Ekonomik Koordinasyon Kurulu'nun kamudaki taşeron işçilerinin kadroya alınmasına yönelik kararı, Çalışma Bakanının bu doğrultudaki açıklamaları ve hazırlanmakta olan torba kanun büyük umut oldu. Böyle bir yasa çıkarsa işçilerin bugüne kadar süren hak kayıpları en azından telafi edilecek.
Taşeron İşçilerin Mağduriyetinin Giderilmesi Lütuf Değildir
1982 Anayasasına göre sosyal hukuk devleti olması gereken devletimiz, uzun yıllardır pür liberal bir devlet modelini esas aldı. Çalışanları korumayı bir tarafa bırakan devlet, piyasanın egemenliğini ilan etmekle yetinmedi, bu yoldaki engelleri kaldırmayı da amaç edindi. Ekonomik olarak bazı katkılar sağlayan bu uygulamalar şimdi sosyal maliyet olarak kapımızda.

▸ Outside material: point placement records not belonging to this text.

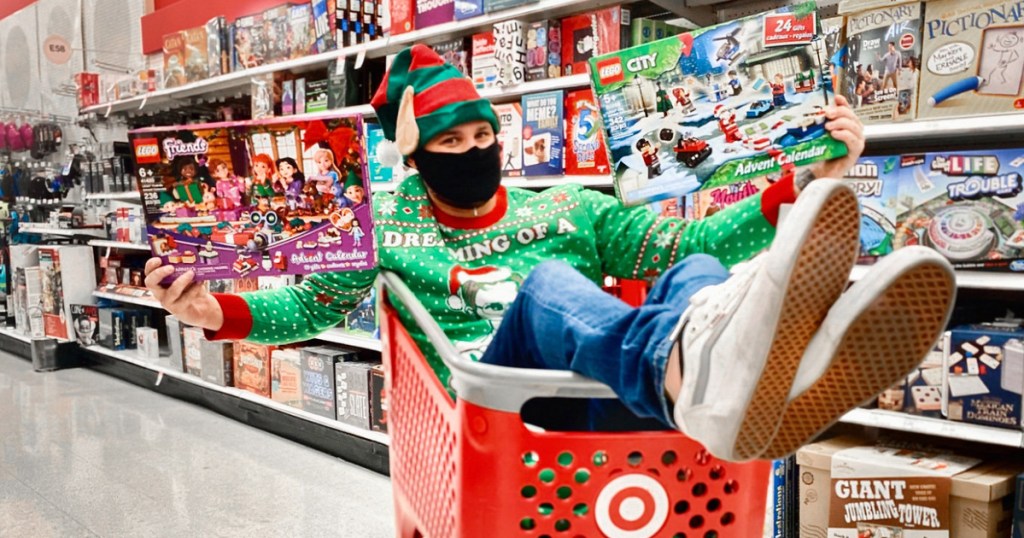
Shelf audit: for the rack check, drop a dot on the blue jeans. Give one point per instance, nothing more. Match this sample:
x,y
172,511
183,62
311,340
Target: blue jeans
x,y
562,321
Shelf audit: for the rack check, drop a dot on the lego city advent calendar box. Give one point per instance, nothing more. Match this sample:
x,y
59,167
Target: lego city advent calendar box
x,y
715,106
257,198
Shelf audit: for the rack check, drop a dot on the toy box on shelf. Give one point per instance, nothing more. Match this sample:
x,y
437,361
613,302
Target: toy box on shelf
x,y
218,204
884,65
715,106
972,58
985,374
967,205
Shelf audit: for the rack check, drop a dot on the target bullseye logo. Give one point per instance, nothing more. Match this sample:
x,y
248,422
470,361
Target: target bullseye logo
x,y
632,506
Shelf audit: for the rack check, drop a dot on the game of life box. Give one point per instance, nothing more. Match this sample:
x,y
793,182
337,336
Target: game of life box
x,y
217,203
966,205
715,106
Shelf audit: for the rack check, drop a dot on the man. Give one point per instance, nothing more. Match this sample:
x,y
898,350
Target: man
x,y
722,359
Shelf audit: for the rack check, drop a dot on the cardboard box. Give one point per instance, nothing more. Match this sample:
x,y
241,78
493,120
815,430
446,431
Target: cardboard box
x,y
484,67
877,180
972,63
586,153
714,107
286,377
544,49
968,503
252,367
884,65
984,366
965,205
318,378
378,400
217,362
192,337
543,133
510,136
352,385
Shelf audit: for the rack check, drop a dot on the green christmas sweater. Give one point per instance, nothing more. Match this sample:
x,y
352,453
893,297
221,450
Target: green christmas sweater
x,y
467,271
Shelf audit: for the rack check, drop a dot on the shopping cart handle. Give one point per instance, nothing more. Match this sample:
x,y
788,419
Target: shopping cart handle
x,y
499,387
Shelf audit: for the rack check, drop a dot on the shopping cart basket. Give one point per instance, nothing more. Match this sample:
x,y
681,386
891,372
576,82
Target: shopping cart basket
x,y
471,468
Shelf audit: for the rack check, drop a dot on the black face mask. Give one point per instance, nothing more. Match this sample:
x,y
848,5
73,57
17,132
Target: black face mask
x,y
465,179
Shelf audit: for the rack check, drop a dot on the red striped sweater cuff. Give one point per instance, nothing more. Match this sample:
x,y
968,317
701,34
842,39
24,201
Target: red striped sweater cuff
x,y
238,319
779,194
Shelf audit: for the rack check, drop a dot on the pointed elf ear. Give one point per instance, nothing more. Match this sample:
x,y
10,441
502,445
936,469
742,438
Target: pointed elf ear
x,y
407,131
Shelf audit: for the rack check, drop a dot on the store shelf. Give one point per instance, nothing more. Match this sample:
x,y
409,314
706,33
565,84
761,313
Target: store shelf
x,y
239,82
46,230
123,245
970,279
344,338
120,297
130,358
934,426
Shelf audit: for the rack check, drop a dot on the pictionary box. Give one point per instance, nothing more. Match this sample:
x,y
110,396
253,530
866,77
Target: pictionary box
x,y
973,58
985,374
218,202
966,205
715,106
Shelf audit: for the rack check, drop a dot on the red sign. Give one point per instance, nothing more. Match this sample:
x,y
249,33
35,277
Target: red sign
x,y
787,29
610,71
146,151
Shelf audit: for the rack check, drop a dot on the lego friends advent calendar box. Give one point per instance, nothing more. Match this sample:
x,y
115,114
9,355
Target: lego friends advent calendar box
x,y
257,198
715,106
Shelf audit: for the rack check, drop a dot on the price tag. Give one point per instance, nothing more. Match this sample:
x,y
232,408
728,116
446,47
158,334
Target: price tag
x,y
787,29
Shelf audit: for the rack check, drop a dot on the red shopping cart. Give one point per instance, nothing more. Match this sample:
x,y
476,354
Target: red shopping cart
x,y
471,468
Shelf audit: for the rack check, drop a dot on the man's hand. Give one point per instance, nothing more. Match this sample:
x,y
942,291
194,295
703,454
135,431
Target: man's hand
x,y
844,125
186,299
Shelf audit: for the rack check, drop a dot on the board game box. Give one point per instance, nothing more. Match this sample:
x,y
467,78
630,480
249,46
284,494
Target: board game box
x,y
973,58
715,106
218,204
884,63
543,133
966,205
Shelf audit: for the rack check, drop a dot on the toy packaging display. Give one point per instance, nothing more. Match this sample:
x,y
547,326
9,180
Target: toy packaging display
x,y
483,65
510,52
286,377
85,318
877,180
218,204
973,58
252,367
884,63
174,59
216,362
352,382
543,133
585,150
966,205
715,106
378,400
985,374
544,49
318,378
510,136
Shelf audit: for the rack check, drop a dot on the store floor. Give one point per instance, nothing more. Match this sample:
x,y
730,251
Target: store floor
x,y
84,454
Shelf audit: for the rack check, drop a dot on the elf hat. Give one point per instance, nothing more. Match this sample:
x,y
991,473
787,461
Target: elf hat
x,y
422,96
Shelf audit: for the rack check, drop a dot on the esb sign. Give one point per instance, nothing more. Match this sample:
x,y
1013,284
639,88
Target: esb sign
x,y
787,29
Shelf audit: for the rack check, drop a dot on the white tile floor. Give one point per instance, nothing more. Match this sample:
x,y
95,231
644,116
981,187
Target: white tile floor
x,y
84,454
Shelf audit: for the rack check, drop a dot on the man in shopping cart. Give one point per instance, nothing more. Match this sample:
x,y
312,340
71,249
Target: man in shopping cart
x,y
753,364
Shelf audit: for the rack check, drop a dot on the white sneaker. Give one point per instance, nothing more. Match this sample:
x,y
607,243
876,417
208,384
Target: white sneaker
x,y
875,335
741,340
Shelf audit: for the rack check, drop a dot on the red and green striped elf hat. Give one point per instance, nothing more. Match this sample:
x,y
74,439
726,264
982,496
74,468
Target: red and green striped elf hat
x,y
422,96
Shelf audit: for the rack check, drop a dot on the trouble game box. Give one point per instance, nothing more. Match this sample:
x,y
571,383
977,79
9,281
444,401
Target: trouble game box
x,y
217,203
966,205
715,106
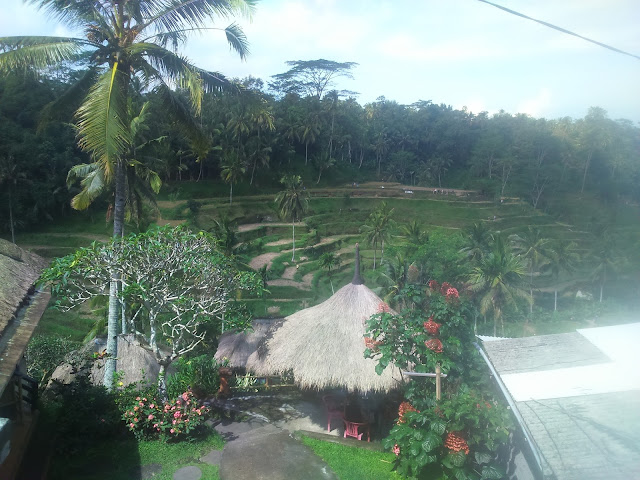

Taşeron işçiler meselesi de bu tablonun bugün görünen yüzü. Taşeron işçilerinin kadro talebi yasadışı kurulan iş ilişkisinin ortaya çıkardığı haklı bir taleptir, bir lütuf değildir. Taşeron sözleşmeleriyle işverenlerin insafına terk edilen, mağdur edilen geniş bir kitlelerin mağduriyetinin giderilmesi ve zaman geçirilmeden çözülmesi temel amaç olmalı.
600 bin kamu işçisi için umut olacak yeni düzenlemenin özel sektör işyerlerini de kapsaması için ihale kanununda değişiklik yapma ihtiyacı göz ardı edilmemeli. Özellikle işçilik maliyetlerinde farklılık yaratan örgütlenme gibi hakların kullanılması pozitif ayrımcılık olarak değerlendirilmeli, işçisini iyi şartlarda çalıştıran işverenlere öncelik verilmeli. Aksi taktirde kirli rekabet dediğimiz, işçisini köleleştirenler, yoksulluğa mahkum edenlerin kazandığı dürüst işverenlerin kaybettiği bir düzeni inşa etmiş oluruz. Hatırlanacağı gibi her depremde kamu binalarının çökmesi tesadüf değildi. Çünkü en düşük fiyatı veren ihaleleri kazandı ve bizleri çok katlı mezarlarda yaşamaya mahkum etti. Aynı süreci burada yaşıyoruz. Taşeronluk sözleşmeleriyle belki kısa dönem karlar elde edildi, belki hizmetler işsizlik korkusuyla nispeten iyi yapıldı, ancak sosyal depremin temellerinin atıldığı göz ardı edildi.